Eg gibt kein "bisschen an". Weg mit der Präposition! Sonst will ich mein Geld zurück.

S. 57: "Ihr könnt die Generation sein, die in einem kritischen Moment aufgestanden ist (...)"

Nicht "aufgestanden". Auf gut Deutsch heißt es [gegen etwas] aufbegehren, [jemandem] die Stirn bieten, [zu einer Sache] Stellung nehmen.

"Und ich werde euch begleiten, bei jedem einzigen Schritt des Wegs". Auch blöd. Hier hätte es natürlich "auf Schritt und Tritt" heißen sollen.

S. 58: "Ich glaube, ihr werdet dabei helfen, uns in die richtige Richtung zu führen."

Hier fehlt der Agent (eine Nominalgruppe oder ein Pronomen). Fehlerhafter Satzbau. Im Deutschen in dieser Form unzulässig. Der Satz muss also umgeschrieben werden.

S. 58: "Sagt mir nicht, Wandel sei unmöglich. Kein anderer Politiker in den letzten Jahrzehnten (...)"
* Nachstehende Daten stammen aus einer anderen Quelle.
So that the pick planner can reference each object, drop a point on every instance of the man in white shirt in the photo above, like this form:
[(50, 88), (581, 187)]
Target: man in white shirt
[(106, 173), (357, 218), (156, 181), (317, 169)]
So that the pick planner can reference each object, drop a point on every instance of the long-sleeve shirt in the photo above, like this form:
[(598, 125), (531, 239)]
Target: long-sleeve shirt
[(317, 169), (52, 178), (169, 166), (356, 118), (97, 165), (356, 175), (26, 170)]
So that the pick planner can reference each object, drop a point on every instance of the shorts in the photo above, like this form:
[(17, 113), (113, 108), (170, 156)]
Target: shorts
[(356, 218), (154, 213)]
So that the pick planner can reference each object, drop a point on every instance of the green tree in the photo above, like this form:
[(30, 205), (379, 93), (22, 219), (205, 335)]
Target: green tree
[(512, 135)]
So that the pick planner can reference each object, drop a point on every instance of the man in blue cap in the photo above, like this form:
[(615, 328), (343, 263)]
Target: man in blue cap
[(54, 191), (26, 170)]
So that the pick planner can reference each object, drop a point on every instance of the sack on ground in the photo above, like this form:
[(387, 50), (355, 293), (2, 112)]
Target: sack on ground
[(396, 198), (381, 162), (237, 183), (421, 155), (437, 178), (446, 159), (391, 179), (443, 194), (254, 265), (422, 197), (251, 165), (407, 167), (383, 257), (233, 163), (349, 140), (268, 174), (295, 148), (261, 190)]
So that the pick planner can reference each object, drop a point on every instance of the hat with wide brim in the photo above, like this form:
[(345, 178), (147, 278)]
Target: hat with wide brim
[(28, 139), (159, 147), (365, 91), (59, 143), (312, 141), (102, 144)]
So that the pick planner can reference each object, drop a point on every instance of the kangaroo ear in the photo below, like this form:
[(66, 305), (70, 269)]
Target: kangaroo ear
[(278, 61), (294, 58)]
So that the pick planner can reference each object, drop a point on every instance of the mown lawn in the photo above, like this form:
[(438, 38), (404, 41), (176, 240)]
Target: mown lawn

Was an dieser Formulierung nicht passt? Wenn die Nominalgruppe "kein anderer Politiker" das Subjekt des Satzes ausmacht, muss an zweiter Stelle das finite Verb folgen. Oder meinetwegen rückt die Zeitergänzung an Platz Nr. 1, und das Subjekt darf Platz Nr. 3 drei belegen. Darüber hat sich offensichtlich vor der Veröffentlichung des Textes kein Verantwortlicher Gedanken gemacht. Yes, we can?

Alles geht.

Und so ist denn Obamas schöne Rede leider Gottes auf Schritt und Tritt durch die fahrlässige Übersetzung des Suhrkamp Verlags in aller Eile verunglimpft worden.